In parole povere: non conta soltanto che la gomma sia “invernale”. Conta se è o non è compatibile con i dati riportati sulla carta di circolazione, soprattutto per quanto riguarda il codice di velocità. È questo il punto tecnico che fa la differenza tra essere in regola e rischiare una sanzione pesante.
Chi può evitare il cambio senza essere fuori norma
Non tutti, però, devono cambiare per forza il treno di gomme. Chi monta pneumatici quattro stagioni conformi al libretto può continuare a usarli tutto l’anno. Lo stesso vale per gli pneumatici invernali che rispettano i parametri indicati sulla carta di circolazione: in quel caso non esiste un divieto temporale assoluto. Questo è chiarito sia dalle indicazioni dell’ACI Milano sia dalle spiegazioni pubblicate dalla Polizia Locale di Verona, che richiama espressamente la circolare ministeriale.
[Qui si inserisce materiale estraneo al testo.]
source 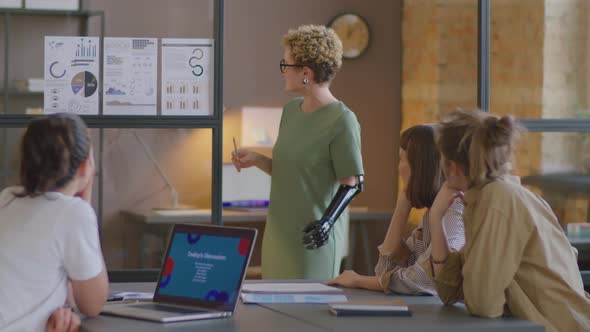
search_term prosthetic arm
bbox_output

Naturalmente una cosa è la legge, un’altra è la convenienza. Tenere gomme invernali anche d’estate può essere lecito in alcuni casi, ma non è sempre una scelta intelligente: con il caldo tendono a usurarsi prima, peggiorano la resa su asciutto e possono aumentare i consumi. Anche ACI lo ricorda in modo molto chiaro.
Le multe per chi sbaglia
Chi supera il termine e continua a circolare con pneumatici non conformi rischia una sanzione amministrativa importante. La guida 2026 dell’ACI indica un range che va da 422 a 1.695 euro, con il possibile ritiro della carta di circolazione. La base richiamata è l’articolo 78 del Codice della strada, cioè quello che entra in gioco quando il veicolo monta caratteristiche non coerenti con quanto omologato.
Qui non c’è molto da interpretare: se il codice di velocità delle gomme montate in estate è inferiore a quello richiesto dal libretto e la finestra stagionale è finita, il rischio non è teorico. È reale.
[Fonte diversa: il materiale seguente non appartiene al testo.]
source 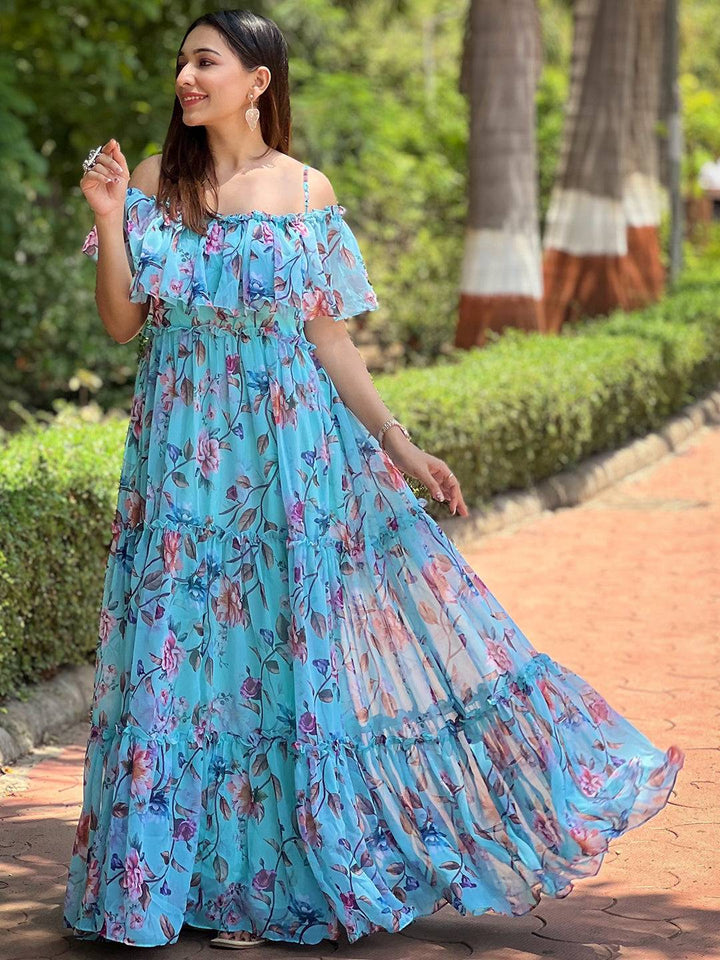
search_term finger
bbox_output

Attenzione alle strade dove l’obbligo invernale dura di più
C’è poi un altro dettaglio che molti saltano, e sbagliano. Il 15 aprile non chiude tutto in modo identico ovunque. Le ordinanze ANAS 2025-2026 mostrano infatti che alcuni tratti stradali mantengono l’obbligo di catene a bordo o pneumatici invernali anche fino al 30 aprile 2026. Tra gli esempi presenti nel documento ci sono alcuni tratti della SS 494 Vigevanese. In più, su certe strade la segnaletica può imporre comunque dotazioni invernali in presenza di neve o ghiaccio.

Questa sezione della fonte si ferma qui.